Mas não foi nada disso que aconteceu. A chamada de poucas linhas do tablóide explica que a vaca foi atropelada por um carro de passeio, o qual acabou capotando e, em conseqüência, o motorista morreu.

Notícias sobre acidentes com aviões também provocam interpretações variadas e alguma confusão: "Avião cai na França e mata 60". Você pode imaginar que a aeronave caiu sobre a praça de uma bucólica cidadezinha do interior francês justamente num dia de feira. A tragédia só não foi maior porque muitas pessoas saíram correndo ao perceberem que o avião voava muito baixo, soltava uma fumaça estranha e percebia-se, pelo barulho, que seu motor falhava.

Você está mais uma vez enganado. O avião não caiu na cabeça de ninguém. Todos os que morreram estavam dentro dele.

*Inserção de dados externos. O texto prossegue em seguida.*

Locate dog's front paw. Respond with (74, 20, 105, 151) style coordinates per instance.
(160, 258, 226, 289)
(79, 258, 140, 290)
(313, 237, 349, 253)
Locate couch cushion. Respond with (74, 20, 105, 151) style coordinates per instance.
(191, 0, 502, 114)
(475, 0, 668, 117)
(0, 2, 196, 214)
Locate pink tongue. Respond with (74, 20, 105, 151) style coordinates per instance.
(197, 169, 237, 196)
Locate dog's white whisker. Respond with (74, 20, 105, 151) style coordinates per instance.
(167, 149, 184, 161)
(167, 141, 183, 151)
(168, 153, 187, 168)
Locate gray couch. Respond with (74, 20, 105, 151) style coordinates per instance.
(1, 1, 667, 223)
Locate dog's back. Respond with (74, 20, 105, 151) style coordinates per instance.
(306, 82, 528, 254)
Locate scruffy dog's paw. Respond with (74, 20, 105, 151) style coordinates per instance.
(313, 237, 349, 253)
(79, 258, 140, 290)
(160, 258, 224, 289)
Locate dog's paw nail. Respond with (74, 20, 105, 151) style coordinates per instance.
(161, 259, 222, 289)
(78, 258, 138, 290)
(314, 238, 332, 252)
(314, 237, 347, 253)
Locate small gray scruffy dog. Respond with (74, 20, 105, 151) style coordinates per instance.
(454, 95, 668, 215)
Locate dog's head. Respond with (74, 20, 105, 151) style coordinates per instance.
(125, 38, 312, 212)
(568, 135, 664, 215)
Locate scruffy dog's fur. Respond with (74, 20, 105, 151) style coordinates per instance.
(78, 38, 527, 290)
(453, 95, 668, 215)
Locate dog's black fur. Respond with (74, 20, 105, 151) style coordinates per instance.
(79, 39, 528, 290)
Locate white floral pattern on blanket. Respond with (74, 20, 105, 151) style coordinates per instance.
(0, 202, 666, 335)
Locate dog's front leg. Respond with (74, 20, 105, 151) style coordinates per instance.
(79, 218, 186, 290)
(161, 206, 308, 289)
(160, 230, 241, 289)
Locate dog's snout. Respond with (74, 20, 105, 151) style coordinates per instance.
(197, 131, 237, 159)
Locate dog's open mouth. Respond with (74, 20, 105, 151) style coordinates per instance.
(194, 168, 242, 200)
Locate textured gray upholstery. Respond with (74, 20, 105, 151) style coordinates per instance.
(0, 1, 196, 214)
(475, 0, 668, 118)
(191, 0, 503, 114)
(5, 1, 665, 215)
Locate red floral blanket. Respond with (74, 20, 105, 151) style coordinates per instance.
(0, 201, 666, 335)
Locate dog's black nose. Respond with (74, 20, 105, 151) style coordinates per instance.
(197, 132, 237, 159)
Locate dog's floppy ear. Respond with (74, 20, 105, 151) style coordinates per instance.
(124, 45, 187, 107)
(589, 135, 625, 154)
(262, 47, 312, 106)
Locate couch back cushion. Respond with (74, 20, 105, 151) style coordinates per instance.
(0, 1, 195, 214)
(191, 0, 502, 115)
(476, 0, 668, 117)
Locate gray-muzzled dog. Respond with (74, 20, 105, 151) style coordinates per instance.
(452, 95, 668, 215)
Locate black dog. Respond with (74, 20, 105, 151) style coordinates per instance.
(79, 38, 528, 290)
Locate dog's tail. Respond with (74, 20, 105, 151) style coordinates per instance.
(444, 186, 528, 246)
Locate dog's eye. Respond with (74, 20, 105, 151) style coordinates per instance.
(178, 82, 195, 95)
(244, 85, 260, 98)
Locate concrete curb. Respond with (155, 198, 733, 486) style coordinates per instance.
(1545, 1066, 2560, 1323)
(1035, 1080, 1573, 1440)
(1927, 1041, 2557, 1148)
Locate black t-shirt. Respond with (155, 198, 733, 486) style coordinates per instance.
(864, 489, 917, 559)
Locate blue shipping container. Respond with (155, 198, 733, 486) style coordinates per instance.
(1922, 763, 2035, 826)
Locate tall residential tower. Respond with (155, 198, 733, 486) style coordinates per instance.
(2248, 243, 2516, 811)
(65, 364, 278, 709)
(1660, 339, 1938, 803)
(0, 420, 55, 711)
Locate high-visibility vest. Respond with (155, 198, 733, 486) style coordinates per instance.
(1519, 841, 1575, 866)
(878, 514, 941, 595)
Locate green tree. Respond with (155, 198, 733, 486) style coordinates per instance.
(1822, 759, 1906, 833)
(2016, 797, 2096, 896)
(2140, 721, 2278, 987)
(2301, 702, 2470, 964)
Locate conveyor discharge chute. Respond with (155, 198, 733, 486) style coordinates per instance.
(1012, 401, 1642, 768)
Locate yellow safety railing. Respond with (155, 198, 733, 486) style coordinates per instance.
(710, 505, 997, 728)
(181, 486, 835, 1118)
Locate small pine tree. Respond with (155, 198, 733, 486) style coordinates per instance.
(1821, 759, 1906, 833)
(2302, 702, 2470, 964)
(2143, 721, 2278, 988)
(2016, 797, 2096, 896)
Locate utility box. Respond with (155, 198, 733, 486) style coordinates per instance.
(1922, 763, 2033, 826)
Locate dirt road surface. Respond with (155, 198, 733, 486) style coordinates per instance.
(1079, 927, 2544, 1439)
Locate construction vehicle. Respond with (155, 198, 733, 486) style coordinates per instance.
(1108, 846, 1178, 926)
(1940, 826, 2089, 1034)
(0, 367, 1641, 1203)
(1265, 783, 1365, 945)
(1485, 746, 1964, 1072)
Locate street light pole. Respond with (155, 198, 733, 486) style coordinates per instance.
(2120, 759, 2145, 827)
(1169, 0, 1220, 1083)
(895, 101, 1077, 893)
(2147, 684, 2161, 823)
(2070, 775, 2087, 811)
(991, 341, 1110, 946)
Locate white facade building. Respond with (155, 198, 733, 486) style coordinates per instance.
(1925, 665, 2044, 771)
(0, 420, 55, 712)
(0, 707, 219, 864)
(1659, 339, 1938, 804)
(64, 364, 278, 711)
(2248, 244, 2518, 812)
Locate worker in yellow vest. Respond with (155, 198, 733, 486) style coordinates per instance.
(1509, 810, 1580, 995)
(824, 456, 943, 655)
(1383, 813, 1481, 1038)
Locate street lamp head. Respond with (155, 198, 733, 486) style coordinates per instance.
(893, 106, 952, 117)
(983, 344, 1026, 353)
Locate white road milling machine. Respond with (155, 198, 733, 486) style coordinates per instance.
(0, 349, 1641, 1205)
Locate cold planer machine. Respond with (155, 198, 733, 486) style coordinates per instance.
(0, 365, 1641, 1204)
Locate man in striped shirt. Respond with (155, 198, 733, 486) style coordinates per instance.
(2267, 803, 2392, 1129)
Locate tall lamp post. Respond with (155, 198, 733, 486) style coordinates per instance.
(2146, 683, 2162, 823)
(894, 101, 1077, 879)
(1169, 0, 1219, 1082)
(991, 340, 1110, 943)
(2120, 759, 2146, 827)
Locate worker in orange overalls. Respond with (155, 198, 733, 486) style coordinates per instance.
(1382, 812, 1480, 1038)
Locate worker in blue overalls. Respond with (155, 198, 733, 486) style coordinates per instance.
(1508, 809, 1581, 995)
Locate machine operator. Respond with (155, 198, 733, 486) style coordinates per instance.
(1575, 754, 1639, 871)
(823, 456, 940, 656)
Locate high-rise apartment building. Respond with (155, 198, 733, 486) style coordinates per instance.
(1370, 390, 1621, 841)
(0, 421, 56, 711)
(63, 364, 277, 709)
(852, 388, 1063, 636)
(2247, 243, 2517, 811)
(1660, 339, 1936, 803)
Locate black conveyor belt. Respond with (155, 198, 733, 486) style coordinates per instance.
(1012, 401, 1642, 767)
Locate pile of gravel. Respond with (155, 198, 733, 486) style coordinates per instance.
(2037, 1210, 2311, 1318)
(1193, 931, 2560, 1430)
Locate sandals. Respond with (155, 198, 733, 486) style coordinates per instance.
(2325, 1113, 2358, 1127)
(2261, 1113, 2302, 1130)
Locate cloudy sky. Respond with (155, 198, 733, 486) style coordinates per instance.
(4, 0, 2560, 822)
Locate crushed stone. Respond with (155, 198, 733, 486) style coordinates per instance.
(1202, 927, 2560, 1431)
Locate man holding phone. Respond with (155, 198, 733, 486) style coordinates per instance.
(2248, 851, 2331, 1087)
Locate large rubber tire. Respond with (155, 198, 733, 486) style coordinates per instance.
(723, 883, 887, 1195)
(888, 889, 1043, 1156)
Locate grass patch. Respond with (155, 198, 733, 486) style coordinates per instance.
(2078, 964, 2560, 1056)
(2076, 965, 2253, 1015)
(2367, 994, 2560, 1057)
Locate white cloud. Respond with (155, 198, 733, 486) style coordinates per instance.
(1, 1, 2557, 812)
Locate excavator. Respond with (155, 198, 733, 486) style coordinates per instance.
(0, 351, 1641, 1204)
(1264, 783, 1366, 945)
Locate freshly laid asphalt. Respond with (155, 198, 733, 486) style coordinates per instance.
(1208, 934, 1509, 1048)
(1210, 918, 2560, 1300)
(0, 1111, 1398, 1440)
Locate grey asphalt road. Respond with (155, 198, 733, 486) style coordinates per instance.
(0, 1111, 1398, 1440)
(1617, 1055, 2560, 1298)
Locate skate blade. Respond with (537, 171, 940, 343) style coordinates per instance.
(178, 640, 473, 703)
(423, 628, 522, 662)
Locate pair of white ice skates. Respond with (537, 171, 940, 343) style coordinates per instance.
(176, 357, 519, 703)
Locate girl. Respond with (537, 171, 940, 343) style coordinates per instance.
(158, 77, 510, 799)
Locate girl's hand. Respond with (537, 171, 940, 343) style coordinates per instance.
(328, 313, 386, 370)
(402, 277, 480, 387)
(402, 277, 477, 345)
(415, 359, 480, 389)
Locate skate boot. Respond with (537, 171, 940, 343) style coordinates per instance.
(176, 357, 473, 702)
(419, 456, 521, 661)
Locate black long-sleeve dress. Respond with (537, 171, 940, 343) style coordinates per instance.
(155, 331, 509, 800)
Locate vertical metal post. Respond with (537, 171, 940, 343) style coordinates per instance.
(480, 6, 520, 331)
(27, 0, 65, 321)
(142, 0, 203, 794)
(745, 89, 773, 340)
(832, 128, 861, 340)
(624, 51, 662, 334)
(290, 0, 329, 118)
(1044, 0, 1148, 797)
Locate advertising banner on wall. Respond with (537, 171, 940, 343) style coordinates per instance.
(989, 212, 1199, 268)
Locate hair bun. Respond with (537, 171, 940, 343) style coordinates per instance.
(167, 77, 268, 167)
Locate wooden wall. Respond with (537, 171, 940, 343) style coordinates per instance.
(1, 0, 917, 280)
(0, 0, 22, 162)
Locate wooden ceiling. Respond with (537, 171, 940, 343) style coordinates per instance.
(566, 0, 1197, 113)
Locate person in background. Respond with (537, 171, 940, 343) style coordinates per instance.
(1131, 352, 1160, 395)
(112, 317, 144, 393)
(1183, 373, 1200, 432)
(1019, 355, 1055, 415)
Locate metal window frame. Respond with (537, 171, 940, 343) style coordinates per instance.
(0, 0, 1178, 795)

Mas para se certificar disso é preciso ler pelo menos o resumo do fato na capa.

Manchetes como a da vaca atropelada são pouco freqüentes, mas títulos atribuindo a culpa das mortes ao avião são cometidos rotineiramente. Carros pequenos e grandes, caminhões e ônibus também são tratados como responsáveis pelos acidentes, porque eles caem na ribanceira "matando o motorista" e, às vezes, também as outras pessoas que estavam com ele no veículo.

Sem mudanças

É claro que morreram em conseqüência da queda ou porque o carro pegou fogo. Raramente o automóvel pode ser considerado o causador direto das mortes. Mas o editor ou seu auxiliar muitas vezes tem que se contentar com a primeira versão da manchete que digitou e, sorte grande, apresenta o número de caracteres determinado no diagrama (ou "cardápio").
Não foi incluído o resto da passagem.